Id. at 815. Accordingly, just as this Court in Boston Old Colony held after concluding that the evidence demonstrated that the insurer fulfilled its obligations of good faith, the Fourth District "conclude[d] that the trial court should have directed a verdict" in the insurer's favor. Id. at 816. There is no conflict (misapplication or otherwise) between Boston Old Colony and Harvey .

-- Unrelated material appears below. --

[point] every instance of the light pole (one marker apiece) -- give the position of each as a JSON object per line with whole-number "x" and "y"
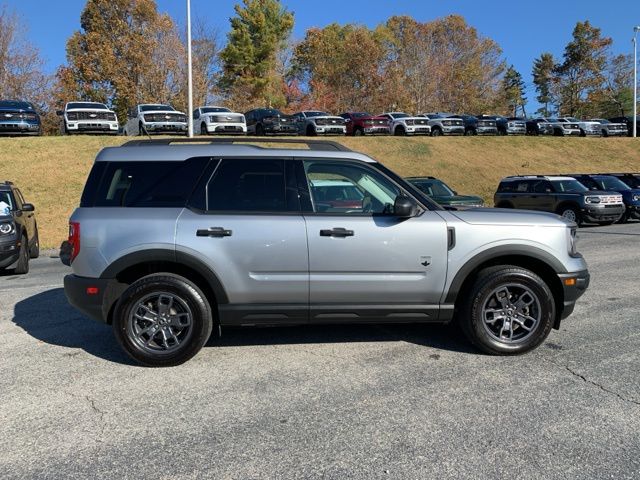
{"x": 190, "y": 71}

Additionally, there is no conflict between the Fourth District's decision in Harvey and this Court's decision in Berges v. Infinity Insurance Co. , 896 So.2d 665 (Fla. 2004). In Berges , 896 So.2d at 668-69, this Court repeated the obligations outlined in Boston Old Colony, the same obligations of good faith applied by the Fourth District in Harvey . The results were different in Berges and Harvey because the facts were different. In Berges , 896 So.2d at 670-71, the insurer failed to meet settlement deadlines and only notified the insured of the possibility of an excess judgment and the right to retain independent counsel after the deadlines passed. There was also expert testimony in Berges that the insurer "could have and should have been able to pay the policy limits within the time period." Id. at 678. In contrast, in Harvey , GEICO did not fail to meet any settlement deadlines, and GEICO promptly notified the insured of the possibility of an excess judgment and the right to retain independent counsel 3 days after the accident. 208 So.3d at 812. And 9 days after the accident, "GEICO sent the estate a release along with a check for the $100,000 policy *23limits even though the estate never demanded the policy limits." Id. Furthermore, in Harvey , the Fourth District's examination of GEICO's conduct in fulfilling its obligations of good faith is entirely consistent with the language in Berges stating that the focus of a bad faith case is on the conduct of the insurer. The Fourth District's comment in Harvey regarding the insured's actions or inactions was dicta and only mentioned after Fourth District reached its holding that GEICO fulfilled its obligations of good faith to the insured. Therefore, because Harvey applied the same obligations of good faith listed in Berges to reach its holding but to different facts, there is no conflict.

Accordingly, Harvey does not conflict with Boston Old Colony or Berges , and this Court does not have jurisdiction. I respectfully dissent.

CANADY, C.J., and LAWSON, J., concur.